自分の書いた記事が「なんとなく薄い」と感じることがあります。ただ、なんとなくのままだと直しようがありません。そこで note の公開APIを使って、実際に読まれている記事がどういう形をしているのかを測ってみました。
結果は、思っていたより残酷で、そして分かりやすいものでした。
note には記事データを返す公開APIがあります。これを使って「個人開発」「Claude Code」「AI 開発」で人気順に記事を集め、重複を除いた58本について、本文の中身を機械的に数えました。
数えたのは4つです。HTMLタグ・スクリプト・スタイルを取り除いた本文の文字数、記事内の画像の枚数、見出しの数、そして太字の数。比較対象として、自分が公開している記事6本もまったく同じ方法で数えました。
中央値で比べた結果がこれです。
| 指標 | 人気記事58本 | 自分の記事6本 |
|---|---|---|
| 本文の文字数 | 2,684字 | 1,193字 |
| 画像の枚数 | 6枚 | 0枚 |
| 見出しの数 | 6個 | 4個 |
| 太字の数 | 5個 | 1個 |
文字数が半分以下、というのは薄々わかっていました。ただ画像0枚は完全に見落としていました。文章を書くことばかり考えていて、見せることを考えていなかった。
とくに痛かったのは有料記事です。私は1本だけ有料の記事を出していますが、それが画像0枚でした。同じ価格帯で数百のスキがついている記事を見に行ったら、5,000字を超える本文に50枚以上の画像が入っていました。字数で2倍、画像で50倍以上の差があった。お金を取るページに画像が1枚も無いというのは、商品として成立していなかったと言われても仕方ありません。

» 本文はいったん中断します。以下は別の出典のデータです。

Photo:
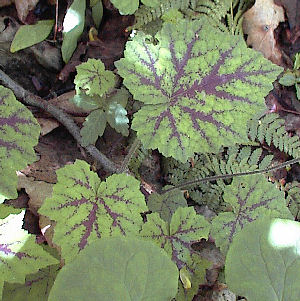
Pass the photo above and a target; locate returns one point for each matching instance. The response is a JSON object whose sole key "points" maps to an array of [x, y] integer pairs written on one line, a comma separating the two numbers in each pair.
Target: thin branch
{"points": [[228, 176], [30, 99]]}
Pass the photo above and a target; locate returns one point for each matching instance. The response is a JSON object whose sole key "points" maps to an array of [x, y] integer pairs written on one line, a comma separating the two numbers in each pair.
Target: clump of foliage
{"points": [[198, 86]]}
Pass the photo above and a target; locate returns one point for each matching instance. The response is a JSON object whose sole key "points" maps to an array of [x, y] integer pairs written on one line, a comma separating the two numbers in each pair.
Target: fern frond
{"points": [[234, 160], [293, 199], [270, 129]]}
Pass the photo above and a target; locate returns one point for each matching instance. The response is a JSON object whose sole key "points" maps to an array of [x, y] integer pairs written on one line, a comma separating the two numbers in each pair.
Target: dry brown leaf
{"points": [[259, 24], [5, 2], [24, 7], [37, 191]]}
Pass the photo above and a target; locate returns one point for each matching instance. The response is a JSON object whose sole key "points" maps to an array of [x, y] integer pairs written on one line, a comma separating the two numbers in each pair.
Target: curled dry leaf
{"points": [[259, 24]]}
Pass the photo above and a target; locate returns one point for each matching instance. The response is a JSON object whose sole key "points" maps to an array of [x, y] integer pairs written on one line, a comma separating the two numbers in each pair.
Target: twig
{"points": [[30, 99]]}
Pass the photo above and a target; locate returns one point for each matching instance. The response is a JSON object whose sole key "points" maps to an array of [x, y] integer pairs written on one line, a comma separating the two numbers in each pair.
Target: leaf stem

数字の次に、実際の記事の見出しを並べて眺めました。共通していたのは見出しに数字と結論が入っていることです。
たとえば、あるサービス開発の記事はこういう並びでした。
6年間の売上
2023年: 競合が消えて、売上が5倍になった
2025年11月28日、機能停止
700円のまま、6年間値上げしなかった理由
目次を読むだけで、何が起きてどう終わったのかが分かります。「〜について」「〜の話」といった中身のない見出しが1つもない。

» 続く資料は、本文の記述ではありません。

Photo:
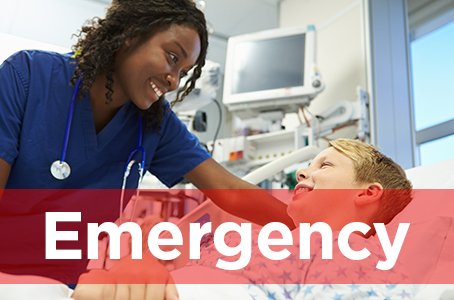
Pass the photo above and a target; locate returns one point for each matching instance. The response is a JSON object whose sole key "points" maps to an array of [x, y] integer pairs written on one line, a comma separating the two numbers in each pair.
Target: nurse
{"points": [[86, 113]]}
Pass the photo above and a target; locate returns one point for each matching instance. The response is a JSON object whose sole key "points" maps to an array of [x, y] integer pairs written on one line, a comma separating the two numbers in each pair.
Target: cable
{"points": [[219, 124]]}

別の記事は、最初の見出しがいきなり「まず実物から」でした。前置きを読ませる前に成果物を見せてしまう。そして最後の見出しが「教訓と、今日から始める3ステップ」。読者が動ける形で終わるんです。
有料記事にはもう一つ型がありました。冒頭で実績を数字で列挙してから本題に入るという構成です。買う前に信用を担保する、という順番になっている。技術的な中身より前に、まず「この人から買っていいのか」に答えている。
画像0枚という結果を見て最初に思ったのは「写真なんて持っていない」でした。でもこれは言い訳でした。
自分が作ったものの記事なら、実際の画面のスクリーンショットが撮れます。仕組みの説明なら図を描けます。修正前と修正後を並べた比較も作れる。実際、この検証のあとに書いた記事では、説明したい仕組みを図にして入れました。文章で3段落かけていた説明が、図1枚で伝わるようになりました。
持っていなかったのは写真ではなく、「図を作る」という発想のほうでした。
この検証でいちばん良かったのは、直すべき場所が具体的になったことです。
「もっと良い記事を書こう」では何も変わりません。でも「本文2,500字以上、画像5枚以上、見出しは全部言い切りか数字入り」なら、書いたあとに自分でチェックできます。達成できたかどうかが自分で判定できる形になっている。
感覚で「薄いかも」と思っているうちは、たいてい何も直りません。測ると、直せます。